- This might have been a lot worse if this had been put off any longer.
- After discovering the flaw, Polygon used a stealth hard fork.
According to Polygon, an Ethereum sidechain specializing in Proof-of-Stake, on December 5, a significant flaw in the network was addressed by a hard fork. In a Thursday blog post, 24 days after the hard fork, the MATIC team disclosed that an anonymous hacker had stolen $1.6 million in MATIC tokens.

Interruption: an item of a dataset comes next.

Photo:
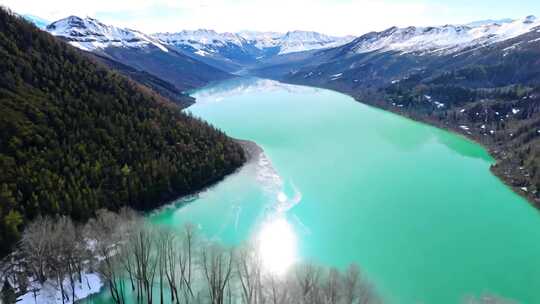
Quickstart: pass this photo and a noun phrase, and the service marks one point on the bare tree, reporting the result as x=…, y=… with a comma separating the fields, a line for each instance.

Two ethical hackers affiliated with bug bounty platform Immunefi, Leon Spacewalker and Whitehat2, alerted Polygon to a vulnerability in the first week of December. It was determined that a problem had been discovered in its MRC20 contract for gasless transactions.
Black Hat Hacker
After discovering the flaw, Polygon used a stealth hard fork that worked with all of its validators and node operators to correct it. Despite the vulnerability being quickly patched, an unnamed black hat hacker nevertheless managed to make off with 801,601 MATIC tokens, which were then worth $1.6 million.
The team reported:
“Despite our best efforts, a malicious hacker was able to use the exploit to steal 801,601 MATIC before the network upgrade took effect.”
This might have been a lot worse if this had been put off any longer. Malicious hackers might have stolen around $20 billion worth of MATIC tokens if the Polygon problem hadn’t been disclosed, according to Immunefi, which worked with Polygon to install the patch.
This wasn’t the first time a severe flaw in Polygon’s software had been uncovered and fixed. As of October 2021, a significant flaw in Polygon’s Plasma Bridge was addressed with $850 million of locked assets.